Sagarin has OSU's schedule being more difficult than LSU's. I'm not sure how any objective system can say that:

Oregon (neutral) #5
NWST
@Miss St
@WVU #23
Kentucky
FL
@ Tennessee
Auburn #25
@Alabama #2
WKU
@Ole Miss
Arkansas #6
Georgia (neutral) #16
(used final BCS rankings)

Is easier than:
Louisiana-Lafayette
Arizona
@Tulsa
@A&M
Kansas
@Texas #24
@Missouri
Baylor #12
Kansas State #8
@Texas Tech
@Iowa State
Oklahoma #14

You're trying to tell me, objectively, playing teams that finished BY THE BCS OWN CALCULATIONS: @2, 5 (neutral), 6, 16 (neutral), @23, 25 is somehow easier than: 8, 12, 14, @24? How is that even possible?
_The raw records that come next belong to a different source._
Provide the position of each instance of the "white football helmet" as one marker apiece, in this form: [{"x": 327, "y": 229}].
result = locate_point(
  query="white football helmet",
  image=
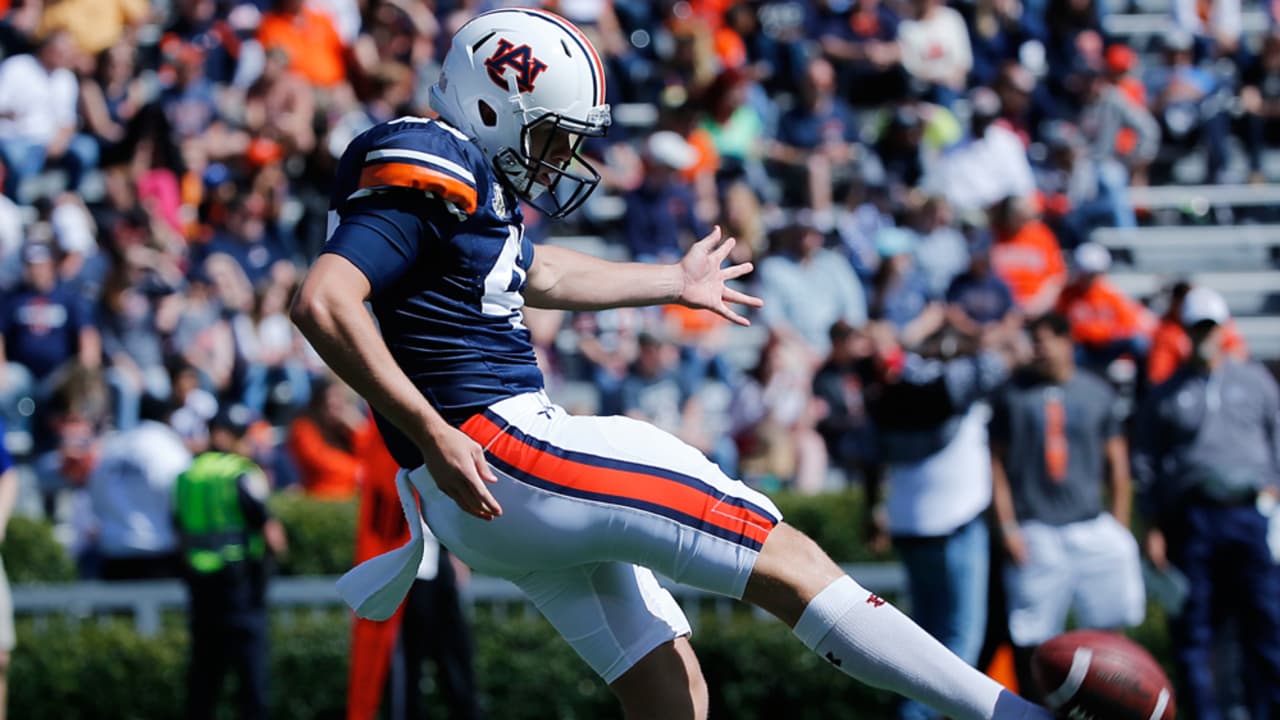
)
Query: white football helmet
[{"x": 528, "y": 87}]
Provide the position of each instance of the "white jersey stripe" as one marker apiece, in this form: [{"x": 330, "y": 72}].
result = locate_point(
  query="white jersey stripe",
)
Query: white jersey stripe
[{"x": 444, "y": 163}]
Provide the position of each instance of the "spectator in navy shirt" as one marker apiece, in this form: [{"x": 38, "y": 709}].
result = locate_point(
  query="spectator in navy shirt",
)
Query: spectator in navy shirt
[
  {"x": 248, "y": 238},
  {"x": 978, "y": 301},
  {"x": 661, "y": 220},
  {"x": 863, "y": 44},
  {"x": 45, "y": 324},
  {"x": 816, "y": 139}
]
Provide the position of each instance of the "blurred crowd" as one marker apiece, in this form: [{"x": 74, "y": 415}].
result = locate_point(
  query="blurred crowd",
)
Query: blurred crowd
[
  {"x": 914, "y": 181},
  {"x": 917, "y": 171}
]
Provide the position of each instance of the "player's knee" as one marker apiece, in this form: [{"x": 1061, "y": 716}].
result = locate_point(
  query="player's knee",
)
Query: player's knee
[
  {"x": 790, "y": 572},
  {"x": 667, "y": 684}
]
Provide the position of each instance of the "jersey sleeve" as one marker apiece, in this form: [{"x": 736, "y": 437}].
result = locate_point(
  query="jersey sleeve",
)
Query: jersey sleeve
[
  {"x": 383, "y": 235},
  {"x": 421, "y": 156}
]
This isn't even supposed to be an SEC/Big XII thing, but how in the world does an objective system which calculates SOS determine OSU's schedule listed there is more difficult than LSU's? /stating the obvious/ but something is seriously strange about the calculations.
 
The entire schedule matters, not just the toughest four or five games. Just taking a simple average of the ratings of the opponents should give you a decent idea. A big reason is that the Big 12 plays nine conference games.

I don't know about a lot of the computers used, but I will vouch for Sagarin's model.